The check Sprague is waiting for is payment for the land that the State is taking from his already purchased property on West Commercial Street for New Yard. Sprague says the State MDOT has instituted a deadline which is April 1st. He expects to receive the check by that date, and that in mid-March, he will be informed of the amount the State will pay him. The State is taking a large chunk of Sprague’s 22 acres for the expansion of the International Marine Terminal in which Eimskip is located. (It’s land for which Sprague has already paid close to $1 million dollars in permitting costs).The already constructed 19,200 sq. ft. Building A on the property will remain where it is and not have to be moved. But according to subcontractors on the property recently, they stopped working on the property early this year when Sprague realized in what direction things were going.

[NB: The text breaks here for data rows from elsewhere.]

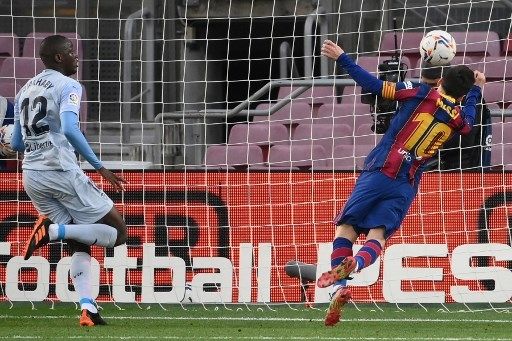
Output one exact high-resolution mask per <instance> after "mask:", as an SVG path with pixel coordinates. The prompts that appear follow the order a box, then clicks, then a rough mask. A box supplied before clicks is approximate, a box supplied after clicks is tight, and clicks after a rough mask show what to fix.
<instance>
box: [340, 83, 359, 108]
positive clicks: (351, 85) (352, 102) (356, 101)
mask: <svg viewBox="0 0 512 341" xmlns="http://www.w3.org/2000/svg"><path fill="white" fill-rule="evenodd" d="M341 103H348V104H354V103H361V87H360V86H352V85H347V86H345V87H343V94H342V96H341Z"/></svg>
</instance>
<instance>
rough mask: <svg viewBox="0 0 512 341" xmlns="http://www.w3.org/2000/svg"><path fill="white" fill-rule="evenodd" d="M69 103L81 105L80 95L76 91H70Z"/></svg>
mask: <svg viewBox="0 0 512 341" xmlns="http://www.w3.org/2000/svg"><path fill="white" fill-rule="evenodd" d="M68 103H69V104H73V105H80V96H78V95H77V94H75V93H74V92H72V93H70V94H69V100H68Z"/></svg>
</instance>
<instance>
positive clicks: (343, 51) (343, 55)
mask: <svg viewBox="0 0 512 341" xmlns="http://www.w3.org/2000/svg"><path fill="white" fill-rule="evenodd" d="M322 55H323V56H325V57H327V58H330V59H332V60H335V61H336V62H337V63H338V65H339V66H341V67H343V68H345V70H347V72H348V74H349V75H350V77H352V79H353V80H354V81H355V82H356V83H357V84H359V85H360V86H361V87H362V88H363V89H366V90H368V91H370V92H371V93H373V94H375V95H381V94H382V88H383V85H384V82H383V81H382V80H380V79H378V78H377V77H374V76H373V75H371V74H370V73H369V72H367V71H366V70H365V69H363V68H362V67H360V66H359V65H357V64H356V63H354V61H353V60H352V59H351V58H350V57H349V56H348V55H347V54H346V53H345V51H344V50H343V49H342V48H341V47H340V46H338V45H336V44H335V43H334V42H332V41H330V40H325V41H324V43H323V45H322ZM390 85H393V86H394V84H393V83H392V84H390Z"/></svg>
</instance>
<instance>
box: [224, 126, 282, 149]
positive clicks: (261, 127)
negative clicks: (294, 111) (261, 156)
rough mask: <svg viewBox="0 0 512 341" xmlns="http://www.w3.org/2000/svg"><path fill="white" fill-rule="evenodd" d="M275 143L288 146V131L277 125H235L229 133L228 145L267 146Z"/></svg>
mask: <svg viewBox="0 0 512 341" xmlns="http://www.w3.org/2000/svg"><path fill="white" fill-rule="evenodd" d="M276 143H281V144H283V143H284V144H288V143H290V137H289V135H288V130H287V129H286V127H285V126H284V125H282V124H278V123H249V124H235V125H234V126H233V127H232V128H231V131H230V133H229V138H228V144H230V145H235V144H238V145H244V144H254V145H258V146H265V145H266V146H269V145H273V144H276Z"/></svg>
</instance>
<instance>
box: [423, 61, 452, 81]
mask: <svg viewBox="0 0 512 341" xmlns="http://www.w3.org/2000/svg"><path fill="white" fill-rule="evenodd" d="M449 68H450V65H444V66H434V65H432V64H430V63H429V62H424V63H423V64H421V77H423V78H427V79H432V80H436V79H439V78H441V77H443V73H446V72H447V71H448V69H449Z"/></svg>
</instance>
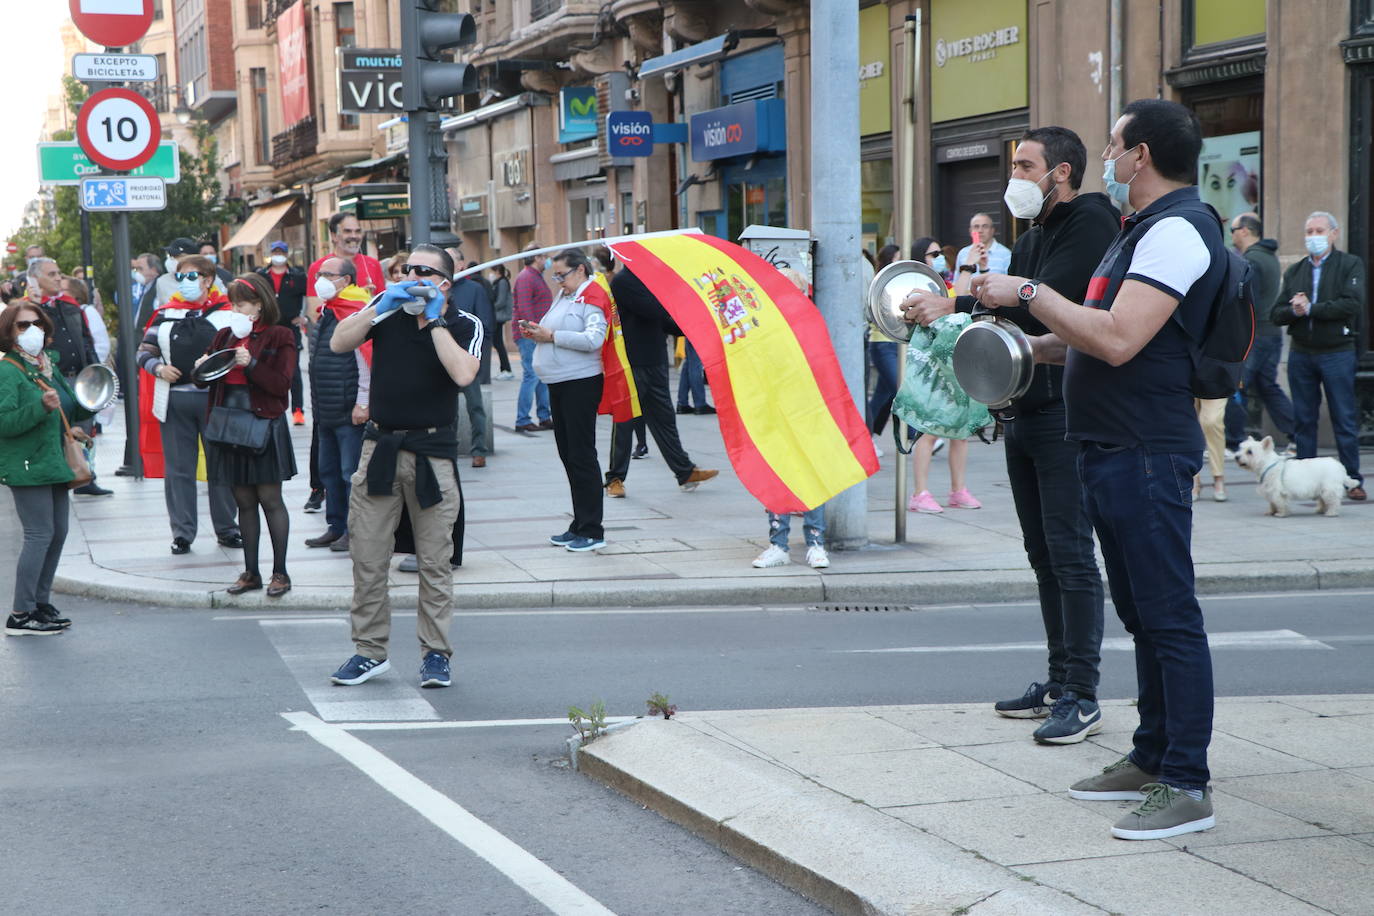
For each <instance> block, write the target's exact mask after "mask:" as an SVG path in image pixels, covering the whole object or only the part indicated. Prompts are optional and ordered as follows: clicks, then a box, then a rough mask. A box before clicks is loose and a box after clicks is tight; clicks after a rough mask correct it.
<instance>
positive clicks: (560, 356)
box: [534, 280, 606, 385]
mask: <svg viewBox="0 0 1374 916" xmlns="http://www.w3.org/2000/svg"><path fill="white" fill-rule="evenodd" d="M588 283H591V280H588ZM580 291H581V290H578V293H580ZM539 324H540V327H545V328H548V330H550V331H552V332H554V342H552V343H539V345H536V346H534V375H537V376H539V380H540V382H543V383H544V385H554V383H555V382H572V380H574V379H589V378H592V376H594V375H600V374H602V361H600V347H602V343H605V342H606V316H605V314H603V313H602V310H600V308H599V306H595V305H591V304H588V302H578V301H577V299H574V298H572V297H569V295H567V294H561V295H559V297H558V298H556V299H555V301H554V305H551V306H550V309H548V313H547V314H545V316H544V317H543V319H541V320H540V321H539Z"/></svg>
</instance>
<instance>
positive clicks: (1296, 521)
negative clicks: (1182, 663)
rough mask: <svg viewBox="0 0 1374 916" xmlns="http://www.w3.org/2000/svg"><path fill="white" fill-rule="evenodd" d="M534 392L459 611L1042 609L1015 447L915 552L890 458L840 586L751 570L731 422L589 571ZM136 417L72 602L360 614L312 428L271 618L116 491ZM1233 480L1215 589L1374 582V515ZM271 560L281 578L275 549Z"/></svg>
mask: <svg viewBox="0 0 1374 916" xmlns="http://www.w3.org/2000/svg"><path fill="white" fill-rule="evenodd" d="M518 386H519V382H518V380H513V382H495V383H493V385H492V396H493V397H492V401H493V411H495V423H496V433H495V448H496V452H495V455H493V456H492V457H489V459H488V466H486V467H485V468H471V467H470V461H467V460H466V459H463V460H460V463H459V470H460V472H462V478H463V488H464V492H466V496H467V500H469V504H467V544H466V552H464V558H463V567H462V569H460V570H458V571H456V573H455V575H453V584H455V589H456V599H458V603H459V606H460V607H467V608H480V607H491V608H497V607H548V606H605V604H613V606H709V604H815V603H848V604H889V603H897V604H932V603H960V602H974V600H1017V599H1029V597H1033V596H1035V578H1033V575H1032V574H1031V570H1029V567H1028V566H1026V560H1025V551H1024V549H1022V545H1021V531H1020V527H1018V525H1017V519H1015V512H1014V509H1013V504H1011V492H1010V489H1009V485H1007V478H1006V467H1004V461H1003V456H1002V444H1000V442H998V444H993V445H982V444H980V442H977V441H976V442H973V444H971V445H970V449H969V486H970V489H971V490H973V492H974V494H977V496H978V499H980V500H982V503H984V508H982V509H977V511H967V509H947V511H945V512H944V514H943V515H918V514H914V512H912V514H908V515H907V518H908V526H907V541H905V544H901V545H896V544H893V456H892V448H890V441H885V442H883V448H885V449H886V450H888V455H886V456H885V457H883V459H882V471H881V472H879V474H878V475H877V477H874V478H872V479H870V481H868V531H870V537H871V538H872V547H871V548H870V549H864V551H856V552H845V553H840V552H837V553H833V555H831V566H830V569H829V570H824V571H823V573H822V571H818V570H812V569H809V567H808V566H805V563H804V556H805V551H804V549H801V547H800V541H801V526H800V523H798V525H794V526H793V541H794V549H793V560H794V562H793V563H791V564H789V566H785V567H776V569H768V570H754V569H753V567H752V566H750V562H752V560H753V558H754V556H757V555H758V552H760V551H761V549H763V548H764V547H767V534H768V523H767V519H765V516H764V512H763V508H761V507H760V504H758V503H757V501H756V500H754V499H753V497H752V496H750V494H749V493H747V492H746V490H745V489H743V488H742V486H741V485H739V481H738V479H736V478H735V475H734V472H732V471H731V468H730V463H728V461H727V459H725V455H724V448H723V444H721V439H720V428H719V424H717V422H716V417H714V416H694V415H692V416H679V417H677V419H679V430H680V431H682V437H683V442H684V445H686V446H687V450H688V453H690V455H691V456H692V459H694V460H695V461H697V464H698V466H699V467H709V468H719V470H720V472H721V474H720V477H719V478H717V479H714V481H709V482H708V483H703V485H702V486H701V488H699V489H698V490H695V492H692V493H683V492H680V490H679V489H677V486H676V481H675V479H673V477H672V474H671V472H669V471H668V470H666V468H665V467H664V463H662V460H661V459H660V456H658V448H657V446H655V445H654V442H653V441H651V439H650V456H649V457H647V459H644V460H639V461H632V463H631V474H629V479H628V481H627V488H628V492H629V494H628V497H627V499H622V500H611V499H607V500H606V538H607V547H606V549H603V551H600V552H599V553H595V555H587V553H583V555H577V553H569V552H567V551H562V549H559V548H554V547H550V545H548V536H550V534H556V533H561V531H563V530H566V527H567V520H569V509H570V500H569V493H567V482H566V478H565V477H563V468H562V466H561V464H559V461H558V455H556V450H555V448H554V434H552V433H537V434H525V433H515V431H514V428H513V427H514V419H515V396H517V391H518ZM120 408H121V419H120V420H118V422H117V424H115V428H113V430H110V431H107V434H106V435H104V437H102V439H100V445H99V452H98V456H96V468H98V471H99V472H100V483H102V485H104V486H107V488H110V489H113V490H114V492H115V494H114V496H113V497H107V499H91V497H76V500H74V503H76V511H74V518H73V526H71V534H70V538H69V540H67V547H66V553H65V555H63V559H62V564H60V567H59V570H58V589H59V591H62V592H66V593H77V595H91V596H100V597H113V599H125V600H137V602H144V603H157V604H170V606H181V607H212V606H213V607H260V606H265V604H271V606H280V607H312V608H342V607H348V603H349V596H350V591H352V567H350V564H349V559H348V556H346V555H343V553H331V552H330V551H327V549H308V548H305V547H304V544H302V541H304V540H305V538H306V537H313V536H316V534H319V533H320V531H323V530H324V516H323V514H320V515H305V514H304V512H302V511H301V507H302V505H304V504H305V499H306V494H308V475H306V467H308V457H309V427H308V426H302V427H293V431H291V433H293V439H294V442H295V449H297V464H298V466H300V467H301V474H298V475H297V477H295V479H293V481H290V482H287V485H286V494H287V505H289V507H290V508H291V541H290V544H291V547H290V553H289V570H290V574H291V580H293V582H294V589H293V591H291V592H290V593H289V595H287V596H286V597H284V599H279V600H276V602H268V599H265V597H264V596H262V592H250V593H249V595H245V596H239V597H231V596H228V595H225V592H224V589H225V588H227V586H228V585H229V584H232V582H234V580H235V578H238V574H239V571H240V570H242V560H240V555H239V551H227V549H223V548H220V547H218V545H216V542H214V538H213V531H212V530H210V526H209V509H207V505H206V503H205V499H203V497H202V501H201V534H199V538H198V540H196V541H195V544H194V545H192V548H191V553H188V555H184V556H172V555H170V552H169V549H168V548H169V544H170V540H172V536H170V531H169V527H168V520H166V511H165V507H164V501H162V482H161V481H153V479H150V481H132V479H126V478H117V477H114V474H113V470H114V468H115V467H117V466H118V464H120V463H121V456H122V453H124V452H122V449H124V441H122V404H121V405H120ZM609 437H610V420H609V419H607V417H600V419H599V437H598V438H599V442H598V449H599V455H600V459H602V463H603V466H605V461H606V457H607V453H609ZM1366 466H1367V467H1370V468H1374V453H1366ZM1227 481H1228V490H1230V494H1231V500H1230V501H1228V503H1213V501H1212V500H1210V499H1209V493H1210V490H1209V489H1205V492H1204V500H1202V501H1201V503H1200V504H1198V507H1197V523H1195V534H1194V558H1195V560H1197V571H1198V581H1200V589H1201V591H1205V592H1223V591H1237V589H1242V591H1243V589H1256V591H1271V589H1314V588H1351V586H1367V585H1374V560H1371V558H1374V503H1363V504H1359V503H1356V504H1351V503H1348V504H1345V507H1344V515H1342V516H1341V518H1319V516H1316V515H1315V514H1314V509H1312V505H1311V504H1305V505H1300V507H1297V509H1296V515H1293V516H1292V518H1287V519H1272V518H1265V516H1264V503H1263V501H1261V500H1260V497H1259V494H1257V493H1256V481H1254V477H1253V475H1252V474H1249V472H1246V471H1243V470H1242V468H1239V467H1235V466H1234V464H1232V466H1231V467H1228V468H1227ZM202 489H203V485H202ZM930 489H932V490H933V492H934V493H937V494H943V493H944V492H945V490H947V489H948V470H947V464H945V456H944V455H941V456H938V457H937V459H936V463H934V468H933V475H932V488H930ZM903 501H904V500H903ZM397 562H398V560H397ZM260 563H261V564H262V569H265V570H268V569H271V547H269V544H268V541H267V537H265V534H264V542H262V548H261V556H260ZM392 581H393V599H394V600H396V603H397V604H401V606H405V604H414V602H415V592H416V575H415V574H407V573H400V571H397V573H393V578H392Z"/></svg>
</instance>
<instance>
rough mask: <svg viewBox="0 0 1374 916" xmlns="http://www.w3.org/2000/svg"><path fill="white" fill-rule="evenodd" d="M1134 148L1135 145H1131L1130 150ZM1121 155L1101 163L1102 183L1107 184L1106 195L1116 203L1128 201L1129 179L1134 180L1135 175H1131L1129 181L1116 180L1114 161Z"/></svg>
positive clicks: (1129, 192)
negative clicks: (1117, 180)
mask: <svg viewBox="0 0 1374 916" xmlns="http://www.w3.org/2000/svg"><path fill="white" fill-rule="evenodd" d="M1134 148H1135V147H1131V150H1134ZM1131 150H1127V151H1125V152H1129V151H1131ZM1125 152H1123V154H1121V155H1125ZM1121 155H1118V157H1116V159H1107V161H1106V163H1103V166H1102V183H1103V184H1106V185H1107V195H1110V196H1112V199H1113V201H1116V202H1117V203H1129V202H1131V181H1135V176H1134V174H1132V176H1131V181H1124V183H1123V181H1117V180H1116V161H1117V159H1120V158H1121ZM1138 174H1139V173H1138Z"/></svg>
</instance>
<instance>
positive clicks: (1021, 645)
mask: <svg viewBox="0 0 1374 916" xmlns="http://www.w3.org/2000/svg"><path fill="white" fill-rule="evenodd" d="M1206 641H1208V645H1210V647H1212V648H1326V650H1329V648H1331V647H1330V645H1327V644H1326V643H1322V641H1320V640H1315V639H1311V637H1308V636H1303V634H1301V633H1297V632H1294V630H1238V632H1234V633H1208V637H1206ZM1102 650H1103V651H1116V652H1131V651H1135V640H1132V639H1131V637H1129V636H1114V637H1110V639H1105V640H1102ZM838 651H842V652H852V654H879V652H927V654H930V652H1029V651H1037V652H1043V651H1044V643H988V644H984V645H903V647H894V648H851V650H838Z"/></svg>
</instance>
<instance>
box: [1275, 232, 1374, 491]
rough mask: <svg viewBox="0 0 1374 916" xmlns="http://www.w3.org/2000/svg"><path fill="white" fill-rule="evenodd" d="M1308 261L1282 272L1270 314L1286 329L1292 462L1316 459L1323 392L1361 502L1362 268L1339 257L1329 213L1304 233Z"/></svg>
mask: <svg viewBox="0 0 1374 916" xmlns="http://www.w3.org/2000/svg"><path fill="white" fill-rule="evenodd" d="M1304 233H1305V239H1304V244H1305V247H1307V254H1308V257H1305V258H1303V260H1301V261H1298V262H1297V264H1294V265H1293V266H1290V268H1289V269H1287V271H1285V272H1283V288H1282V290H1279V298H1278V302H1275V304H1274V308H1272V309H1271V310H1270V320H1272V321H1274V324H1278V325H1283V327H1287V330H1289V336H1290V338H1292V339H1293V346H1292V349H1290V350H1289V390H1290V391H1292V393H1293V423H1294V434H1296V435H1294V438H1296V439H1297V456H1298V457H1300V459H1304V457H1316V424H1318V419H1319V413H1320V409H1322V391H1323V390H1325V391H1326V405H1327V409H1329V411H1330V412H1331V431H1333V433H1334V434H1336V452H1337V455H1338V456H1340V459H1341V464H1344V466H1345V472H1347V474H1348V475H1349V477H1353V478H1355V479H1356V481H1359V482H1360V485H1359V486H1356V488H1355V489H1352V490H1349V493H1348V496H1349V497H1351V499H1352V500H1364V499H1366V494H1364V478H1363V477H1362V475H1360V442H1359V404H1358V402H1356V400H1355V365H1356V363H1358V357H1359V354H1358V352H1356V350H1358V347H1359V339H1360V316H1362V314H1363V313H1364V261H1362V260H1360V258H1359V255H1356V254H1351V253H1349V251H1338V250H1337V249H1336V243H1337V242H1340V238H1341V227H1340V225H1338V224H1337V222H1336V217H1334V216H1331V214H1330V213H1326V211H1322V210H1318V211H1316V213H1314V214H1312V216H1309V217H1308V218H1307V224H1305V225H1304Z"/></svg>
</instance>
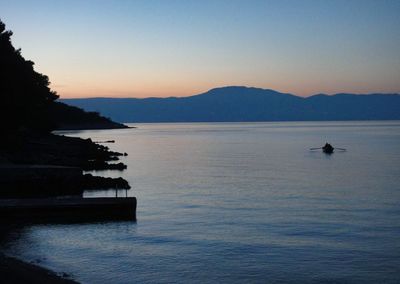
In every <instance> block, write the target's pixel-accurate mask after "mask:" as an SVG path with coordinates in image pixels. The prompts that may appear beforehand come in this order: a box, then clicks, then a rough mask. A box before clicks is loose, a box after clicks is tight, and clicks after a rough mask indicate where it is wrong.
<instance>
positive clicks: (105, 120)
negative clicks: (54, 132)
mask: <svg viewBox="0 0 400 284" xmlns="http://www.w3.org/2000/svg"><path fill="white" fill-rule="evenodd" d="M50 112H51V114H50V117H51V118H52V120H53V123H54V125H55V128H56V129H57V130H82V129H115V128H127V126H126V125H123V124H121V123H117V122H114V121H112V120H110V119H108V118H106V117H104V116H101V115H100V114H99V113H98V112H87V111H84V110H83V109H81V108H78V107H74V106H69V105H66V104H64V103H61V102H57V101H56V102H54V104H53V105H52V107H51V110H50Z"/></svg>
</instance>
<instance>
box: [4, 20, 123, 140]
mask: <svg viewBox="0 0 400 284" xmlns="http://www.w3.org/2000/svg"><path fill="white" fill-rule="evenodd" d="M11 36H12V32H11V31H7V30H6V26H5V24H4V23H3V22H2V21H1V20H0V101H1V104H0V110H1V111H0V117H1V121H2V128H1V130H2V133H3V135H4V133H8V134H10V135H11V136H15V135H16V133H18V132H24V131H31V132H40V133H49V132H50V131H52V130H54V129H88V128H90V129H93V128H95V129H99V128H123V127H126V126H125V125H122V124H120V123H116V122H113V121H111V120H109V119H108V118H105V117H102V116H100V115H99V114H98V113H95V112H91V113H86V112H85V111H84V110H82V109H79V108H77V107H72V106H69V105H66V104H63V103H60V102H57V101H56V100H57V98H58V95H57V94H56V92H55V91H53V90H51V89H50V81H49V78H48V77H47V76H46V75H44V74H41V73H39V72H37V71H35V69H34V63H33V62H32V61H30V60H26V59H25V58H24V57H23V56H22V54H21V50H20V49H15V48H14V46H13V45H12V42H11ZM38 40H39V38H38Z"/></svg>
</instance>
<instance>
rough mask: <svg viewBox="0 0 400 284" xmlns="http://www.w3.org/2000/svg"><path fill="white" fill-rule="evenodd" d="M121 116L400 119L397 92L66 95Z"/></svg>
mask: <svg viewBox="0 0 400 284" xmlns="http://www.w3.org/2000/svg"><path fill="white" fill-rule="evenodd" d="M61 101H62V102H65V103H66V104H69V105H73V106H78V107H80V108H83V109H85V110H87V111H98V112H100V113H102V114H104V115H106V116H107V117H110V118H111V119H113V120H115V121H119V122H228V121H232V122H240V121H317V120H321V121H324V120H396V119H400V95H398V94H368V95H358V94H357V95H356V94H336V95H331V96H328V95H324V94H319V95H315V96H311V97H307V98H303V97H298V96H295V95H292V94H285V93H279V92H276V91H273V90H269V89H260V88H248V87H236V86H234V87H222V88H216V89H212V90H209V91H208V92H206V93H203V94H199V95H195V96H190V97H180V98H177V97H169V98H145V99H137V98H87V99H63V100H61Z"/></svg>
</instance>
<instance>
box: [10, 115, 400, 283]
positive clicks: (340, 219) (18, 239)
mask: <svg viewBox="0 0 400 284" xmlns="http://www.w3.org/2000/svg"><path fill="white" fill-rule="evenodd" d="M136 126H139V127H138V128H137V129H123V130H104V131H82V132H78V133H76V132H75V133H68V135H76V136H81V137H84V138H87V137H91V138H92V139H93V140H101V141H103V140H116V143H115V144H109V145H107V146H109V147H111V149H112V150H116V151H121V152H128V154H129V156H128V157H122V161H123V162H124V163H126V164H127V165H128V170H127V171H125V172H123V173H122V177H123V178H125V179H127V180H128V181H129V182H130V184H131V186H132V189H131V190H130V191H128V195H131V196H137V197H138V211H137V223H132V222H117V223H92V224H59V225H57V224H52V225H44V224H43V225H33V226H30V227H27V228H25V229H24V230H22V231H21V232H20V234H18V237H16V238H15V239H14V240H12V241H11V242H8V245H7V246H6V250H7V251H8V252H9V253H12V254H14V255H17V256H19V257H21V258H24V259H27V260H35V259H40V261H41V264H42V265H44V266H46V267H49V268H52V269H55V270H57V271H66V272H68V273H69V274H72V275H73V276H74V277H76V279H77V280H79V281H82V282H87V283H93V282H96V283H109V282H117V283H129V282H139V283H141V282H145V283H146V282H147V283H151V282H153V283H171V282H179V283H187V282H190V283H192V282H199V283H203V282H207V283H208V282H216V283H221V282H223V283H232V282H236V283H243V282H255V283H265V282H270V283H274V282H279V283H282V282H283V283H298V282H306V283H307V282H308V283H320V282H331V283H332V282H334V283H343V282H345V283H365V282H370V283H377V282H385V283H398V282H399V281H400V273H399V270H398V267H400V242H399V238H398V236H399V234H400V207H399V201H400V186H399V184H400V183H399V182H400V170H399V169H400V167H399V166H400V146H399V145H400V144H399V141H400V139H399V138H400V122H326V123H325V122H324V123H320V122H299V123H214V124H201V123H199V124H142V125H136ZM325 142H330V143H331V144H332V145H333V146H336V147H343V148H347V149H348V151H346V152H337V153H334V154H333V155H325V154H323V153H321V152H319V151H316V152H312V151H309V148H311V147H320V146H322V145H323V144H324V143H325ZM102 174H103V175H105V176H114V175H115V176H117V175H118V176H119V175H121V173H120V172H118V173H113V172H112V171H109V172H102ZM118 194H122V195H123V194H124V192H118ZM85 196H86V197H90V196H110V197H111V196H115V191H103V192H90V193H89V192H88V193H86V194H85Z"/></svg>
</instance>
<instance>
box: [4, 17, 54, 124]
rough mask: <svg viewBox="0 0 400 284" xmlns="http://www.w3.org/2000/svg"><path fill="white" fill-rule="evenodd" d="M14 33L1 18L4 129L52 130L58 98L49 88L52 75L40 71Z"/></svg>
mask: <svg viewBox="0 0 400 284" xmlns="http://www.w3.org/2000/svg"><path fill="white" fill-rule="evenodd" d="M11 36H12V32H11V31H7V30H6V29H5V24H4V23H3V22H2V21H1V20H0V96H1V97H0V101H1V113H2V121H1V124H2V128H4V129H3V130H6V131H18V130H22V129H32V130H36V131H46V132H47V131H49V130H51V129H52V128H53V126H54V125H53V123H52V121H51V118H50V116H49V112H48V109H49V106H50V105H51V104H52V103H53V102H54V101H55V100H56V99H57V98H58V96H57V94H56V92H54V91H52V90H51V89H50V88H49V84H50V82H49V78H48V77H47V76H45V75H43V74H40V73H38V72H36V71H35V70H34V68H33V65H34V63H33V62H32V61H29V60H25V59H24V57H23V56H22V55H21V50H20V49H15V48H14V47H13V45H12V43H11Z"/></svg>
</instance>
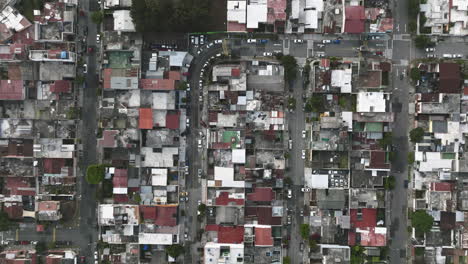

Sprague has already had talks with David Fink, of Pan Am Railroad, about purchasing an additional 12 acres west of the Casco Bay Bridge to make up for the land he’s losing to the State. “They’ve been great. When they say they’ll do something they do it. When they say no, they mean it,” Sprague says of Pan Am. In October of 2012, Sprague learned that Eimskip was considering setting up shipping facilities in several places other than Portland. The others were Quonset, RI., Everett and Quincy, MA., and somewhere in Virginia. They approached Fink about Pan Am’s (former) property that Sprague had just purchased, about purchasing the same property. Fink and Sprague went to Iceland and made a pitch for them to consider Portland as well as other ports. Sprague would sell or lease directly to Eimskip. However, the State could provide benefits that Sprague can’t. Fink had agreed to sell Sprague an additional 12 acres west of the Bridge should Eimskip decided to come to Portland. Eimskip did and Sprague is happy about it.
But it forces Sprague to start from scratch. He’ll have to go before the planning board once again and the Harbor Commissioners as well where he ran into a wall of Tugboat Captains opposed to sharing their water with Sprague. It’ll take about 8 months to redesign the plans for the new 12 acres before Sprague can begin to get approvals again. Last fall, he purchased Gowen Marine whose business is commercial shipping boats, as a “protective move” until New Yard is fully up, running and making money.